The field hockey team is one of many at URI that has had their season turned upside down due to COVID-19. Photos by James McIntosh.

The COVID-19 pandemic has complicated the sports world, with professional and Division I athletics being paused and canceled in some instances. 

While universities struggle to field their Division I  teams, the challenge to get club sports teams playing must also be considered. However, Joe Wilbur, coordinator of club sports at the University of Rhode Island, and the University of Rhode Island administration and health department have worked tirelessly to ensure Rhody club athletes get as close to a normal experience as possible.

In the fall semester, Rhody club sports had little trouble with COVID-19; all club teams were able to practice in small groups without suffering any pauses. Unfortunately, the spring season did not start out the same. 

“That couldn’t have been any more different this spring,” said Wilbur. “We had to start the semester off with a 14-day quarantine, and we couldn’t begin practices until Feb. 1.”

After beginning in February, multiple teams were met with adversity and pauses were taken as necessary. 

  “Within a week, we had multiple teams with multiple cases which forced us into a 10-day quarantine period,” said Wilbur. “That process sort of repeated itself constantly.”

As a club athlete, constantly being told you cannot do the thing you love can be very frustrating. Katie Bonacci, a junior who is a member of the club field hockey team and serves as vice president of the Club Sports and Intramural Council, acknowledged this level of disappointment, but said there were other ways the team stayed connected. 

“It has definitely been difficult not being able to play games, but we have found other ways to bond as a team and continue playing,” she said. 

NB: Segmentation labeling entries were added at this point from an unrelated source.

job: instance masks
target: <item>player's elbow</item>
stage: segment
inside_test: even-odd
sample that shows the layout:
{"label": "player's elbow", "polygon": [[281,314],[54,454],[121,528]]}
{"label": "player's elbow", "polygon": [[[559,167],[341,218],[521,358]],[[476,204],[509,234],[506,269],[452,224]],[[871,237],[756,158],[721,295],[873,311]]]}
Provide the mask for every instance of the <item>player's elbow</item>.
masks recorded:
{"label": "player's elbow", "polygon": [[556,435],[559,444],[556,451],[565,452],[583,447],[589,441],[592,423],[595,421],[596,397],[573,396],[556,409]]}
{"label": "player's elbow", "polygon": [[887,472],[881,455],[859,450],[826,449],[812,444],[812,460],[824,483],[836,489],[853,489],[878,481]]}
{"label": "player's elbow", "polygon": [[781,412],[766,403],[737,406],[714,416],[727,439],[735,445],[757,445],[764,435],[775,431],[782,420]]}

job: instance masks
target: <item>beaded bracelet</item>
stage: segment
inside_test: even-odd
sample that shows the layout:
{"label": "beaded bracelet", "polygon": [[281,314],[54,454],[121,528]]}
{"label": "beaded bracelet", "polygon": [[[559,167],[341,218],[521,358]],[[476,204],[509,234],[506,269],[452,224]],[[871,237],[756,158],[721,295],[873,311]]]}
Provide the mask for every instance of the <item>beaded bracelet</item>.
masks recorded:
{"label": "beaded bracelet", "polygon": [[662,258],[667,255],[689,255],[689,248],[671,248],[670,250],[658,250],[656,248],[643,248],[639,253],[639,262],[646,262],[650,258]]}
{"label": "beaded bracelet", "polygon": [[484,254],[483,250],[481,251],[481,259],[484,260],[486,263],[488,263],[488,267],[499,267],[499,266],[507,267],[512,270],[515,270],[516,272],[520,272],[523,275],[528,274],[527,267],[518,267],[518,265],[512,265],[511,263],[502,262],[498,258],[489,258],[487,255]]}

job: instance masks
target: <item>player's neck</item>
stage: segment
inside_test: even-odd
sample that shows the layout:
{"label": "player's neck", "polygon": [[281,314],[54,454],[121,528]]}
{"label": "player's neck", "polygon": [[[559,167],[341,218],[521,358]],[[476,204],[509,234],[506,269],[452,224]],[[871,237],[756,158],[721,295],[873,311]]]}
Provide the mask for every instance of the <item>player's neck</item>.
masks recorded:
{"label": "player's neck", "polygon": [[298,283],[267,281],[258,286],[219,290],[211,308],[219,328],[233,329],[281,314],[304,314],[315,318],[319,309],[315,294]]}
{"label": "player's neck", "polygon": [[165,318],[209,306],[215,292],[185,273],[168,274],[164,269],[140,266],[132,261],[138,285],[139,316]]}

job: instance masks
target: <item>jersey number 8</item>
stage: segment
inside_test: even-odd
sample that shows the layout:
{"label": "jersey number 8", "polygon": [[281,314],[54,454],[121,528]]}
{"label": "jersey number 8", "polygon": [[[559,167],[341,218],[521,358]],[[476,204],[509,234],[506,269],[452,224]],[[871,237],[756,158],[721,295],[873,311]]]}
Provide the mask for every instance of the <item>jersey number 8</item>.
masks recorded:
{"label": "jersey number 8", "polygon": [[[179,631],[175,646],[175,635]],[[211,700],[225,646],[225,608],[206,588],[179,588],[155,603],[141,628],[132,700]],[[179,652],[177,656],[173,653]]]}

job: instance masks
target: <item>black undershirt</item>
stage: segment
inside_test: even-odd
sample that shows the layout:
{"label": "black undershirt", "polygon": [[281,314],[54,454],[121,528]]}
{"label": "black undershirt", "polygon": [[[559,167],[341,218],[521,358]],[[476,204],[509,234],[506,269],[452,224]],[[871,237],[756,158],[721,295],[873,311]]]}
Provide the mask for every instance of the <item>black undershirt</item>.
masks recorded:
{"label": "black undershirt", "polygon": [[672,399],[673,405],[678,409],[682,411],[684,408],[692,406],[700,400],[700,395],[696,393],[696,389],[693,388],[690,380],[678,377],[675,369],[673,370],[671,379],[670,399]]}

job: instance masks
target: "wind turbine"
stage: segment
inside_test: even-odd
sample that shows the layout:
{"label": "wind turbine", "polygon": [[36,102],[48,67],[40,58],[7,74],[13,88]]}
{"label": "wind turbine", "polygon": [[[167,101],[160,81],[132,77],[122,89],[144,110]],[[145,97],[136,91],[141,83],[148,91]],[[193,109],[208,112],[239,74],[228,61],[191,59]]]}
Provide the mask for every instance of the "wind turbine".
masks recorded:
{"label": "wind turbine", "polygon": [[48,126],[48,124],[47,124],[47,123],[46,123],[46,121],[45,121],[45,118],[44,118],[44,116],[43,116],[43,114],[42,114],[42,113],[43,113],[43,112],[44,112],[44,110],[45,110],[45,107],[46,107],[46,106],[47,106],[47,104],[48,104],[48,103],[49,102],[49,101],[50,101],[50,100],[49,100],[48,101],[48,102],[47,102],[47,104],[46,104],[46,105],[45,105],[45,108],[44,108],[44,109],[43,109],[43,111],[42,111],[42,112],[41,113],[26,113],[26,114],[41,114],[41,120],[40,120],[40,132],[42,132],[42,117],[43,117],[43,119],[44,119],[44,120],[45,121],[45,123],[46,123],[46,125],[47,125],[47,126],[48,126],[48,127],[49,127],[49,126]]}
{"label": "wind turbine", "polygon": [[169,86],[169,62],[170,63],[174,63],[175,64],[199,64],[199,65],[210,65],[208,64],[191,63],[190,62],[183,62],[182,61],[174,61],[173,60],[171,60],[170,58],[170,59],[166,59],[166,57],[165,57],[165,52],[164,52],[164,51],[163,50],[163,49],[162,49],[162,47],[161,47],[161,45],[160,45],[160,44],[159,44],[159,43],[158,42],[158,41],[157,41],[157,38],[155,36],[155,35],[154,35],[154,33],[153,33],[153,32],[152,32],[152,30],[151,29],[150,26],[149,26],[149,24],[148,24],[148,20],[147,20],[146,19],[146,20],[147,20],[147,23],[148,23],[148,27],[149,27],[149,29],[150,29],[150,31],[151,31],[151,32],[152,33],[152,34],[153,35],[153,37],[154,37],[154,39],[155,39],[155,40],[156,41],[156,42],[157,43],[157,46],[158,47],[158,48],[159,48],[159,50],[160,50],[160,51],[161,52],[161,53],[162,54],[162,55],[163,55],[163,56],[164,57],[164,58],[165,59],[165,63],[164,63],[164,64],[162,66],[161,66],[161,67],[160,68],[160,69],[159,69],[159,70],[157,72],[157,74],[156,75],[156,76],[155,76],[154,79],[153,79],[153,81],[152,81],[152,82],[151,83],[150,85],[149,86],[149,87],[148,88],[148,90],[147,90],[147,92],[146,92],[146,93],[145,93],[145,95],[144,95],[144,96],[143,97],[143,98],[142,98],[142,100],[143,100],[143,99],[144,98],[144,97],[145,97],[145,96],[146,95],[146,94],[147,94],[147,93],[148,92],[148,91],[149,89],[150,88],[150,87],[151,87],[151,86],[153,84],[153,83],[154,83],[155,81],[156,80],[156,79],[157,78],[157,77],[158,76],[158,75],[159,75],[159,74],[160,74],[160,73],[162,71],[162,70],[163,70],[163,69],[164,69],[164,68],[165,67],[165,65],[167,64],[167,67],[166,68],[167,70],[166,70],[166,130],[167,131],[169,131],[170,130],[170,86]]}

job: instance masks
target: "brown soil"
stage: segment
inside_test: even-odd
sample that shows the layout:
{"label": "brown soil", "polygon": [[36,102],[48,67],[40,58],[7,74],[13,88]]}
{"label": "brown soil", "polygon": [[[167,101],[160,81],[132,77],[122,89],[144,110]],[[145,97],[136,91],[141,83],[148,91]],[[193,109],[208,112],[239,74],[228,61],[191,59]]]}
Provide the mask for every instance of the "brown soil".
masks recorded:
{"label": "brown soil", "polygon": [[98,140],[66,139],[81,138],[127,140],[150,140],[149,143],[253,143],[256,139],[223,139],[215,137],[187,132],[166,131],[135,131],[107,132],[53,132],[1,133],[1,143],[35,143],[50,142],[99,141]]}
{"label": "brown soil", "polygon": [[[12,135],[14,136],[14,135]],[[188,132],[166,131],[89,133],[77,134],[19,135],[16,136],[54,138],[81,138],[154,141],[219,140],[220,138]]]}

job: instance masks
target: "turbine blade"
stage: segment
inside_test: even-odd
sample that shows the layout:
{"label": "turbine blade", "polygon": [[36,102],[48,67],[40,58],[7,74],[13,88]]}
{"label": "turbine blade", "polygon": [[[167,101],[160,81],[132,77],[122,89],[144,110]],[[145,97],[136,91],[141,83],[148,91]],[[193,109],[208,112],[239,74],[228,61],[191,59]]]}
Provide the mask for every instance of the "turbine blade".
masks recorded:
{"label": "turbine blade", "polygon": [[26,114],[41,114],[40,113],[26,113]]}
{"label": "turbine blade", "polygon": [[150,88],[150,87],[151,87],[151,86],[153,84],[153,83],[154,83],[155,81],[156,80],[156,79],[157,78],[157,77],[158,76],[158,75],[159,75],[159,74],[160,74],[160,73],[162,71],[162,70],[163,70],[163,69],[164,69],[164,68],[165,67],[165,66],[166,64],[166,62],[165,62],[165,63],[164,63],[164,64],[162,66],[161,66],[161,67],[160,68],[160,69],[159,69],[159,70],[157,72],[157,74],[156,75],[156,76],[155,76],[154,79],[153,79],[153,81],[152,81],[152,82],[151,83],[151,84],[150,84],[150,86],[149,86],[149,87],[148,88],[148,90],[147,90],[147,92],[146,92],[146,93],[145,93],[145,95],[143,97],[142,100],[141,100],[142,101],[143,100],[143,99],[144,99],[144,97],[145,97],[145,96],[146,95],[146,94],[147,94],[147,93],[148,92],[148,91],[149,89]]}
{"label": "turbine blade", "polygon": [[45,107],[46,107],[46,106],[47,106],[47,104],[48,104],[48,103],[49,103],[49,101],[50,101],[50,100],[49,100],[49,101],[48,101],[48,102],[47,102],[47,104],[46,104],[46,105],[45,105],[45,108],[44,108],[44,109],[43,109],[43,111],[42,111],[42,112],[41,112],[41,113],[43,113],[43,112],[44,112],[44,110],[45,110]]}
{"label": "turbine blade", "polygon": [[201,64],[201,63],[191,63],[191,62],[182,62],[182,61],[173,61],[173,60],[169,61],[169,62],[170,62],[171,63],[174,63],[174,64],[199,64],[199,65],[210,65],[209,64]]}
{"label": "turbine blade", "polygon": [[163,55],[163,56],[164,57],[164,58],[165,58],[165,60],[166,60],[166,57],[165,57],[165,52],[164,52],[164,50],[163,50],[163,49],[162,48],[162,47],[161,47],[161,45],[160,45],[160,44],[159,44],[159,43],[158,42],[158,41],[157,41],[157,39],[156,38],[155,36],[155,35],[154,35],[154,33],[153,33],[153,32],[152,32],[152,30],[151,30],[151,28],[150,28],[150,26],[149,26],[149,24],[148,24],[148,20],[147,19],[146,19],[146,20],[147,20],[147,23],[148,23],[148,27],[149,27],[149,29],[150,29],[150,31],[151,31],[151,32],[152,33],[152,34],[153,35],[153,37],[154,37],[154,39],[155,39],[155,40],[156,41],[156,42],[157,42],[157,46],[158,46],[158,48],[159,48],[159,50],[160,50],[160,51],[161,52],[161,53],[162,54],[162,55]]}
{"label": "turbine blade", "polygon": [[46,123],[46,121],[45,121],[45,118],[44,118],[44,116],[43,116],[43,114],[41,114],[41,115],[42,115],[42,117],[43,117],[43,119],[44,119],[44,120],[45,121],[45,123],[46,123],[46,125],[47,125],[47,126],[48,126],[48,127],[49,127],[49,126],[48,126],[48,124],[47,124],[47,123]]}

One of those ways has been through alternative, team-planned activities. For the field hockey team, Bonacci said this came in the form of a big sister/little sister program. 

“For the first time, we implemented a big/little program so that we can still bond with the freshmen,” she said. 

This program featured gifts from upperclassmen to the freshman and various bonding activities. Bonacci said that since they weren’t able to be together often on the field, the set-up helped everyone to get to know each other better. 

In the meantime, Wilbur and the administration worked to ensure that teams 

could still practice. The University offers over 15 club sports teams, including male, female and co-ed. Games are held all over the country, but primarily in New England. 

“We understand that club athletics are the reason some people choose to attend this school,” he said. “It is my job to make sure that they can participate in their sports, and the administration has been very understanding and helpful during these times.”

Despite how minimal it may seem, Rhody club sports allowing teams the opportunity to practice is more than many other schools around the area are permitting this spring. Consistent activity amongst the teams is hard to maintain when it comes to all clubs on campus, but Wilbur said he has finally gotten club sports teams at a point where everyone is practicing consistently.

Continued practice and optimism for the fall are the fuel that keeps all general club sports athletes and administers going. Bonacci is eagerly awaiting the chance to get back onto the field and play with her teammates. 

“We are super competitive, so we are just looking forward to next year when we hopefully get the opportunity to play games,” she said. 

In terms of what the fall will look like, Wilbur said the department can not be certain with COVID-19 still present, but he is optimistic for club athletes and their teams. 

“I hope that everyone can be vaccinated by next fall, and we can continue as normal,” said Wilbur. “We have certainly worked our tail off this year, and I think we are all looking forward to some normalcy.”